By Chris Matthews
The numbers :The University of Michigan’s gauge of consumer sentiment fell to a final January reading of 67.2 , down from an initial reading of 68.8, and well below December’s number of 70.6. Friday’s figure represents the lowest level of consumer sentiment since November of 2011.
Economists were expecting a reading of 68.5, according to a Wall Street Journal poll.
Key details : Expectations for inflation over the next year were 4.9% from December’s expectation of 4.8% , while inflation expectations over five years rose to a ten-year high of 3.1%.
A gauge of consumer’s views of current conditions fell to 72 in January from 74.2 in November, while an indicator of expectations fell to 64.1 from 68.3 in the previous month.

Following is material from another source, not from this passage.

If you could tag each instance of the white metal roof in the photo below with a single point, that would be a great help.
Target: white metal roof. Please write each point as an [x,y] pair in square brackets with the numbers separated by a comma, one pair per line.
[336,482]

Big picture : Despite rapid job growth, consumers — especially those at the lower end of the income spectrum — feel that they are falling further behind as the result of persistently high inflation.

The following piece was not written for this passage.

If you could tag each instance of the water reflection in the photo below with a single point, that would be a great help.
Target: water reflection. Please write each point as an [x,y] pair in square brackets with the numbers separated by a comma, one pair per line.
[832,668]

What UMich said : Richard Curtin, the survey’s chief economist said that the continued slump in confidence was triggered at first by the delta and omicron waves of the COVID virus, but that the inflationary effects of the virus and mitigation efforts “have become independent forces shaping sentiment.”
“While supply chains and essential workers have sparked the initial increases in prices and wages, a wage-price spiral that has subsequently developed is no longer tied to those precipitating conditions,” he added. “Household spending had been supported by an extraordinary pace of rising home and stock prices that is likely to turn negative in the year ahead. Overall confidence in government economic policies is at its lowest level since 2014, and the major geopolitical risks may add to the pandemic active confrontations with other countries.”
Market reaction : stocks were trending lower Friday morning, with the S&P 500 index (S&P:SPX) and the Dow Jones Industrial Average (DOW:DJIA) both losing ground.